ひとりぼっちの花娘は檻の中の竜騎士に恋願う

第一章

 その晴れた日は年に一度行われる祭りのような大きな騒ぎであった。

 先の戦争で、この国ガヴェアに大損害を与えた戦犯、隣国ヴェリエフェンディの英雄である竜騎士が捕らえられたのだ。

 騎乗していた竜が傷を負い、その竜の命乞いをして、捕らえられたのだと言う。

 壮麗な王都にある大きな広場、そこ中央に異様な存在感で魔物用の檻が置かれている。民衆が取り巻く大きな鉄格子の檻の中、まるで見世物の動物のように佇んでいるその男こそ、竜騎士リカルド・デュマース。

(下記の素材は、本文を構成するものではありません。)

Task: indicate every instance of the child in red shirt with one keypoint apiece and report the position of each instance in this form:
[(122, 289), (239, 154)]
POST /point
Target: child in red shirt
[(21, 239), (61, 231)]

 燃えるような赤髪に茶色の瞳、そしてその大柄な体躯と隆々とした筋肉を持つ美男子であった。とはいえ、この国の人間からすれば化け物のように恐れられていた男だ。罵声を浴びせられ、石を投げつけられても、その目の光は衰えることなく、輝きを放っていた。

 竜騎士のみに着ることを許されている黒い服はこの場所に来た時から既に小汚くなってしまっていたが、怒り狂った民衆に泥も投げつけられ、今ではもう見るも無惨な姿になってしまっていた。

 それでも。

 貧しい花売りの娘は、一目見て彼に恋をしてしまったのだった。